The girls won’t let things go back to normal, no matter what’s going on around them. Angela pulls out her toenails, hits her dad, screams and swears, and has a severe conniption that should have sent her to the hospital. At the same time, Tony and Miranda take Katherine to church like they always do. She sits in a chair and looks pale, sweaty, and evil as hell, like she wants to rip Christ off the cross and fricassee him. Ann, Victor’s neighbor, who is a nurse and used to be almost a nun, says she thinks she knows what’s going on and gives him a book written by Chris MacNeil (Burstyn), who wrote the scary story of how her daughter did unnatural handsprings down the stairs and poop all over the house (one assumes the appendix has carpet stain removal tips). Hey, do you remember all that? How could we have forgotten? Chris agrees to help Victor, even though he isn’t sure about any of it because he’s a “god is dead and no one cares if there is a hell I’ll see you there” skeptic. But if that means becoming the thing in the movie’s title to save his daughter, then so be it.
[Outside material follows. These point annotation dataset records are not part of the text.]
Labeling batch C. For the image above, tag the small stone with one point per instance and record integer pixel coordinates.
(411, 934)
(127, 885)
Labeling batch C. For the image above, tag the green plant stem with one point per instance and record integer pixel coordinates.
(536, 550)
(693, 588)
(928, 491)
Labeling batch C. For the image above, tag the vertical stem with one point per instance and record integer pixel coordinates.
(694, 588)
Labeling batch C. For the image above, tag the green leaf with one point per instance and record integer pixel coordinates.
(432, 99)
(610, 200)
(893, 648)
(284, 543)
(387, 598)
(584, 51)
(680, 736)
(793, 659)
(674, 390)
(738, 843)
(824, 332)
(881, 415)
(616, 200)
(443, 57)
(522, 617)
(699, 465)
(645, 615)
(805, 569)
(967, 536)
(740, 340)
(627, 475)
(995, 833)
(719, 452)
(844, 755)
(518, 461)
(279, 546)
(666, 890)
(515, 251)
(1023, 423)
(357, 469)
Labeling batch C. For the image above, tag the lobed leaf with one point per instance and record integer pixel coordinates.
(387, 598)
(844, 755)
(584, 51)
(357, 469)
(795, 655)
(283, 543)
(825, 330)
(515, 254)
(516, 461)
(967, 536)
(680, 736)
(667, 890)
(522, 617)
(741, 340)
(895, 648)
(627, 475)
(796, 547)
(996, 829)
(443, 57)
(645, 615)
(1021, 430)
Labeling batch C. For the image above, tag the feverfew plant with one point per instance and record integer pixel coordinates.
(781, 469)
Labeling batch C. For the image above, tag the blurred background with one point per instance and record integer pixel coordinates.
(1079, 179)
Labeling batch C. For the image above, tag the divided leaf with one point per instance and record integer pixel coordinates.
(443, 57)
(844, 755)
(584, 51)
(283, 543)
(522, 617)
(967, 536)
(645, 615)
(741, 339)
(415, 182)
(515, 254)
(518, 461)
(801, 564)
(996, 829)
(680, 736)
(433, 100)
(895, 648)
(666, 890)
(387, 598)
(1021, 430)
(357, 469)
Our Take: We won’t give anything away, but Burstyn is treated badly and hilariously in this script. An all-time great like her deserves better, but hey, at least her fate made us laugh while the rest of the movie made us shrug and feel like we’d seen it before. Even though Pazuzu gets two this time and Jewett and O’Neill are great as the pea soup spewers who are having seizures and love the naughtiest of naughty words, the end result is too much like the many copies of William Friedkin’s original. The Exorcist is 50 years old now, and getting Burstyn to come back (he supposedly would only do it if he was promised a big paycheck) isn’t enough to make this remake feel new.
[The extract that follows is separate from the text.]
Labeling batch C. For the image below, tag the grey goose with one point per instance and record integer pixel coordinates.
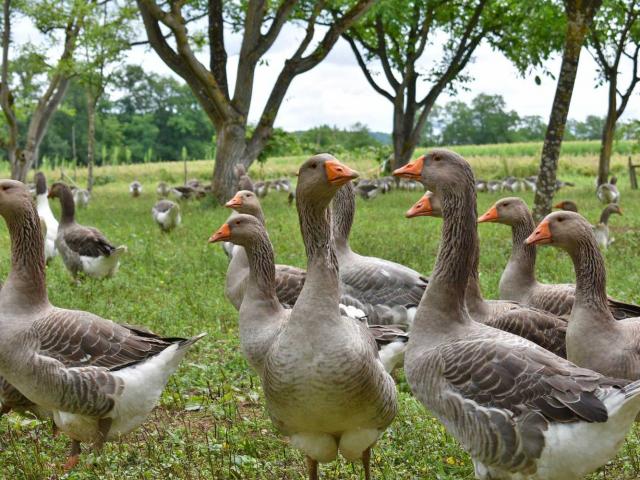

That’s too bad, because you can tell they worked hard on it. Green is still a great director, even though he is mostly known for bringing old horror series back to life. He does a great job of building tension and atmosphere in this movie. But the tension that builds up during awkward conversations between characters of different faiths in the first act doesn’t carry over to the third act’s double-barrel exorcism scene, where a hoodoo healer and Christians from three different denominations yell their versions of “out-damn-spot-out” prayers into the faces of girls with stringy hair, yellow eyes, and sweaty nightgowns. For these exorcisms, they always had stringy hair, wore nightgowns, and groaned from their intestines and necks. Is there another way to show that someone is possessed by a demon? What about something quieter? Not the normal weird hovering and hissing out of the c-word, but a little psychological torture instead? Something a little more new and different? OK. Don’t call me for the next Exorcist until you have one.